The 6-foot-3, 225-pound Fitz has impressed the UC coaching staff during training camp and is expected to figure prominently in the Bearcats' defensive plans this fall. In 12 games last year, he made 37 tackles with 3.0 tackles for loss and 1.5 sacks.
 
"Kimoni is one of the guys on our punt team and those punt team guys are hand-picked," said UC head coach Luke Fickell. "Is he gonna play on defense? Darn right he is. We've got some guys that we can roll through there, but he's a starter on that punt team. That means that we have incredible respect for what he does."
 
Fitz takes great pride in being on the punt team.
 
"In this program, special teams comes first," he said. "Coach Fick will tell you that the best players are gonna play on special teams. I'll definitely be in the rotation for sure. Of course I want to start. That's the goal. I definitely want to put in the work every day to prove what I can do on the field."
 
Fitz realizes that he's been blessed to have two families. As much as he appreciates his new family, he hasn't forgotten his dad, who worked as a bus driver for New Jersey Transit for 27 years before moving to Virginia in 1999 when Kimoni was three years old.
 
"My dad fought through every day having the pride of a man," Fitz said. "Just seeing him so weak, he just looked so helpless. It was hard because he was all I had, the only real blood I had.

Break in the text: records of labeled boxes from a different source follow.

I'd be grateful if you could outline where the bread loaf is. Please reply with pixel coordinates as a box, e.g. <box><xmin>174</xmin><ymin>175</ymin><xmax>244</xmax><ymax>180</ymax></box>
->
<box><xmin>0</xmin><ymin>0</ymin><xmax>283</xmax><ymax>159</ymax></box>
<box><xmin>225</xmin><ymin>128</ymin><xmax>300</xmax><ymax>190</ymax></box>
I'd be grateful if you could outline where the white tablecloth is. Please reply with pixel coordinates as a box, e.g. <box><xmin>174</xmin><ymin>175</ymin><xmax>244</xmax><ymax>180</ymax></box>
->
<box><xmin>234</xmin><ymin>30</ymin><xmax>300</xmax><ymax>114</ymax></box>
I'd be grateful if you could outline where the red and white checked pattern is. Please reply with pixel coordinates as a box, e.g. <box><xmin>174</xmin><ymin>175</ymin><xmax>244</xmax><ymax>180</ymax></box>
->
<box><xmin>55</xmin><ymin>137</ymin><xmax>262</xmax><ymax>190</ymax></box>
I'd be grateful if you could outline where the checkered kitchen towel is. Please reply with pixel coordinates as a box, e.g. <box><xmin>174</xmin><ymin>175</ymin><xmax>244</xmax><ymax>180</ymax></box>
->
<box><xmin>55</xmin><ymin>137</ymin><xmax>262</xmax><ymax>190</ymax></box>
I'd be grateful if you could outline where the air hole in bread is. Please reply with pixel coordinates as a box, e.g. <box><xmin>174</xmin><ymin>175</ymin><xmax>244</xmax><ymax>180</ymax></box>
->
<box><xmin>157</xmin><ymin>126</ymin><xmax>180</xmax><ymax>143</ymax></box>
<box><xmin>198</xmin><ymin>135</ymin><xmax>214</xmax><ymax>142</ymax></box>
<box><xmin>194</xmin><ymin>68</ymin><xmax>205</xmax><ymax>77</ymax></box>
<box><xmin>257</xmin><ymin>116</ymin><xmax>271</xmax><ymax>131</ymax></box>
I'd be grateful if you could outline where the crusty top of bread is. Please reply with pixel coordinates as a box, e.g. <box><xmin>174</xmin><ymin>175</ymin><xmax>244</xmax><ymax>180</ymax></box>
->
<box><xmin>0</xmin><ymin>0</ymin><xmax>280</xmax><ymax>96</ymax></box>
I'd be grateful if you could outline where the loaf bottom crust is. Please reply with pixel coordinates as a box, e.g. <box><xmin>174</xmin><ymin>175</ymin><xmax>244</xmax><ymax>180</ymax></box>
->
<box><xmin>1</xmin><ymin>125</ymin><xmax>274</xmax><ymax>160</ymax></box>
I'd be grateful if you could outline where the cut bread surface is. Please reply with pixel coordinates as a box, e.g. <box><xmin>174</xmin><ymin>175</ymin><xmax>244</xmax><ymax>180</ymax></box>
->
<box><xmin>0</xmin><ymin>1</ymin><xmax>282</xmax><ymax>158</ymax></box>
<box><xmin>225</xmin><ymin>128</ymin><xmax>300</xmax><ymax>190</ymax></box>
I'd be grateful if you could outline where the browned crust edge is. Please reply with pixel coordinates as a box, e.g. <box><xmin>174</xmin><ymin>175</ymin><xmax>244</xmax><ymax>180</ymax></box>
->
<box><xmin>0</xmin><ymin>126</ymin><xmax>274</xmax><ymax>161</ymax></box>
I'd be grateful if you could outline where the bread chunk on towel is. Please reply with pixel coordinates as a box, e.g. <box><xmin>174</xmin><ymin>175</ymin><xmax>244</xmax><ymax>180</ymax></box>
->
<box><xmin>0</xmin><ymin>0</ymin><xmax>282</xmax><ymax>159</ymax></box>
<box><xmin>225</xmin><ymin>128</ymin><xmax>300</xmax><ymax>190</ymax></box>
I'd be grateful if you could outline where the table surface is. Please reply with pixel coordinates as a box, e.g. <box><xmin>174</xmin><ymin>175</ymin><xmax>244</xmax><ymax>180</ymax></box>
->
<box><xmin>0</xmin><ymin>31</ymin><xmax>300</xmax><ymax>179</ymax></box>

Every day I try to make my dad proud. He never missed a football game. It didn't matter how ill he was.. I played basketball too. He didn't miss a basketball game either."
 
For the record, Lewis and his wife are white, while Fitz is African American. That's noteworthy only because their story mirrors The Blind Side, the 2009 movie which tells the real-life story of parents of a white family living in Memphis, Tenn., who become legal guardians for Michael Oher, who becomes an All-American tackle at Mississippi and a first-round draft choice in the National Football League.
 
But as Lewis is quick to point out, "This was going on way before The Blind Side came out. I remember the very first time we watched it, I think it was Thanksgiving at my wife's grandmother's house. It was my wife, on one side, Kimoni's in the middle, and I'm on one side and he's got his arm around both of us and halfway through he movie, he says, 'I love this movie.'
 
"It's not a fairy tale or anything," Lewis continued. "We're definitely a family and I discipline him just like I do the other ones. People say to us, 'Oh, you guys did such a great job and he's lucky to have you.' Maybe he is. But he made it easy. He's been easy to love."
 
Bill Koch covered UC athletics for 27 years – 15 at The Cincinnati Post and 12 at The Cincinnati Enquirer – before joining the staff of GoBearcats.com in January, 2015.